Eames shrugged but didn’t look away, just waited for Arthur to continue.
“Anyone could forge Dom or Ari,” Arthur grumbled, half under his breath.
Eames was quiet long enough to wonder how long it took Sara to find spare clothes. “Do you remember our first job? In Macau?”
“Of course.”
“You remember the chips?”
Arthur nodded.
“Left pocket of that jacket.”
Arthur took his good hand and dug around in the pocket until he grasped it, his eyes went wide when he found it even though he must have know what Eames was telling him. He also looked a little angry. “Eames, you…”
The door opened again and Sara came in holding a hoodie, sweats, and a pair of shoes. “Hopefully these will get you by until you can get some real clothes. Eames, a word.”
Eames stood and followed her out while Arthur changed. He pulled the folded bills out of his pocket and handed them to her.
“That’s Arthur isn’t it?”
“Sorry to disappoint-”
“Don’t bullshit me, Eames. If I just did Arthur a favor I want to know about it.”
“I paid you. It’s not a favor,” Eames shot back.
“There’s a hit out on him. Johanna already called me.”
Eames’s good humor had left him, not that there was a lot left after pulling Arthur beaten and bloody out of a cellar. He had known there would be a hit coming but they were faster than he had expected if Johanna already knew. He stayed quiet and waited for Sara to make her move.
“A favor from Arthur in the bank goes a long way.”
Eames nodded as the door opened and Arthur came limping out. He still had Eames’s jacket on over the hoodie and his left hand was buried deep in his left pocket. A vicious mixture of possessiveness and pride ran through him at the sight.
“Thanks, Doctor,” Arthur said with a sharp nod in her direction.
“Sure thing.” She walked them out to the car and when Arthur was sat in the passenger seat Eames turned back to her.
His voice was low and fast as he stared at her, face blank. “It’s a favor for now, but the next time you threaten Arthur, I might just tell him and we know how that ends.” He opened the driver door and his voice became light and he smiled. “See you around.”
She glared at their car the whole way down the street.
The air buzzed around them like Arthur was on the verge of speaking the two-hour drive to Eames’s safe house, but neither ever broke the silence.
He had bought the property on a bet while drunk and playing a millionaire in a good old fashioned long con. Since then the 50 acres in the middle of Colorado had been sold to 3 different versions of himself even though Eames considered it only habitable in the summer. Eames was in the middle of disabling the trip wire when Arthur finally spoke from his perch on the hood of the car.
“You’re more paranoid than me,” he said and if Eames didn’t know better he would have thought Arthur made an honest to God joke.
“I have more enemies than you, darling.”
“You should get that fixed,” Arthur said, eyes sweeping the parameter again.
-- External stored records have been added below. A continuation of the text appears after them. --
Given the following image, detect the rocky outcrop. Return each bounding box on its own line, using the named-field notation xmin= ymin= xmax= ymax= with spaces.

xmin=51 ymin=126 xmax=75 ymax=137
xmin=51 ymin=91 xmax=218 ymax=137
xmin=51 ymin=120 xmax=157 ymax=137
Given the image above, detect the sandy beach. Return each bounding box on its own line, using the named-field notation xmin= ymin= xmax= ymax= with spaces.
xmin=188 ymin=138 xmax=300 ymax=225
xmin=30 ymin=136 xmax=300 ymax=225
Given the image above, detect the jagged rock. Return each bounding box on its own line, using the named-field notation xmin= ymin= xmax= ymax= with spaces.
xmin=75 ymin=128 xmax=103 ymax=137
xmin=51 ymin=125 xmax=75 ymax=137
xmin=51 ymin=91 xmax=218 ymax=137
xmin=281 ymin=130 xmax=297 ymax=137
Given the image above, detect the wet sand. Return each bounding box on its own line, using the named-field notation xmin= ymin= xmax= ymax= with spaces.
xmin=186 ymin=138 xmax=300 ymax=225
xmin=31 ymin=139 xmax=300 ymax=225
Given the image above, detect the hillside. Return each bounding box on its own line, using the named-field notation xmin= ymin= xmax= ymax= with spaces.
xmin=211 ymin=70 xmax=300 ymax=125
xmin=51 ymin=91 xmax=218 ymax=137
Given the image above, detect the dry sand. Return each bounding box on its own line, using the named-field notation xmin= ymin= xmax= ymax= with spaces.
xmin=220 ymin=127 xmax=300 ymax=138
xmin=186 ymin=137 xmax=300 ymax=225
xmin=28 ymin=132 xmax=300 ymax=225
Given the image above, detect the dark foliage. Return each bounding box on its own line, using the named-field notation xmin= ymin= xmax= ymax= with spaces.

“Are you offering?” Eames knelt in front of the side door and picked the lock. On a normal day, or even a normal escape Eames might have enjoyed working the lock open. Today he just wanted to get the door open so he could get Arthur inside and they could both sleep. Instead his fingers were numb and slow and it took twice and long as it should have to get the door open.
Arthur’s feet crunched snow under them as Eames shouldered the door open. Inside was musty and the air was stale. It had been a year since he had hidden the IDs in the back of the unplugged fridge and Eames hadn’t been back since.
“There should be a bed in the back room,” he said, pointing to the door.
Arthur nodded and went but Eames had known him long enough to spot his I’m-about-to-fuck-shit-up face from a mile away. Eames braced himself for Arthur’s world-renowned brand of bullshit.
As silently as possible he slid the fridge out, removed the back panel then fished out the parcel that held two driver’s licenses, two passports, and a few thousand dollars in mixed currency. Then he went to sleep on the dusty couch with his arms tight around it.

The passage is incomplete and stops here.